Berkah Moda Raya Terpadu bagi Emiten Makanan dan Minuman

Selasa, 09 April 2019 | 05:40 WIB
Berkah Moda Raya Terpadu bagi Emiten Makanan dan Minuman
[]
Reporter: Krisantus de Rosari Binsasi | Editor: A.Herry Prasetyo

KONTAN.CO.ID - JAKARTA. Kehadiran infrastruktur moda transportasi publik terintegrasi seperti Moda Raya Terpadu (MRT) dan koridor rest area di jalan tol bakal menjadi peluang bagi emiten penyedia jasa restoran. Beberapa emiten memilih mengambil kesempatan dengan cepat.

Ambil contoh PT MAP Boga Adiperkasa Tbk (MAPB) yang telah membuka dua gerai Starbucks di Stasiun MRT, yaitu di Bundaran HI dan Cipete Raya. Langkah ini sejalan dengan target perusahaan.

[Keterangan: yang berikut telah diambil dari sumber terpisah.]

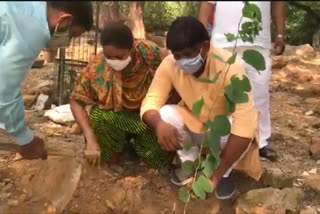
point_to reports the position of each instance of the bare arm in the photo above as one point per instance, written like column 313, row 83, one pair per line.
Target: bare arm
column 206, row 10
column 279, row 15
column 235, row 147
column 80, row 114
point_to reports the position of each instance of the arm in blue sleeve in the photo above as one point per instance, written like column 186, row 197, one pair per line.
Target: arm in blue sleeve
column 12, row 117
column 20, row 44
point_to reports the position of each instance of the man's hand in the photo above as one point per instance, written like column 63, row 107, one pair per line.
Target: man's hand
column 92, row 144
column 34, row 150
column 279, row 46
column 168, row 136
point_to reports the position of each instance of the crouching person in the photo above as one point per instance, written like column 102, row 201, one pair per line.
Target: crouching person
column 174, row 125
column 115, row 83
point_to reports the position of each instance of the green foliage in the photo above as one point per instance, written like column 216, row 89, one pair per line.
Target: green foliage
column 205, row 80
column 255, row 59
column 237, row 90
column 301, row 24
column 187, row 146
column 197, row 107
column 210, row 164
column 235, row 93
column 202, row 186
column 232, row 59
column 184, row 194
column 188, row 166
column 221, row 125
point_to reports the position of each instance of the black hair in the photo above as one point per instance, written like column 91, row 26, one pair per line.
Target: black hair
column 186, row 32
column 117, row 35
column 80, row 10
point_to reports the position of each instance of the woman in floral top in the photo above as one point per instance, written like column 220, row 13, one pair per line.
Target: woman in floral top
column 115, row 83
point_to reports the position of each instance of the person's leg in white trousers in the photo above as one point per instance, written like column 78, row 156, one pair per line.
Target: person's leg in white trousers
column 171, row 115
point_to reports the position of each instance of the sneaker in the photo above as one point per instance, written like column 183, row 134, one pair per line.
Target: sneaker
column 267, row 154
column 225, row 189
column 180, row 177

MAPB berniat membuka sekitar 60 gerai kopi baru tiap tahun. "Karena itu, ruang pembukaan gerai harus bervariasi antara perkantoran, mal, area residensial dan MRT, jalan tol, bandara dan stasiun," kata Fetty Kwartati, Direktur MAP Boga Adiperkasa, akhir pekan lalu.

PT Sarimelati Kencana Tbk (PZZA) juga mengamini peluang ini. Namun, emiten yang mengelola Pizza Hut Restaurant dan Pizza Hut Delivery ini masih mempelajari potensi pembukaan gerai baru di stasiun MRT atau rest area.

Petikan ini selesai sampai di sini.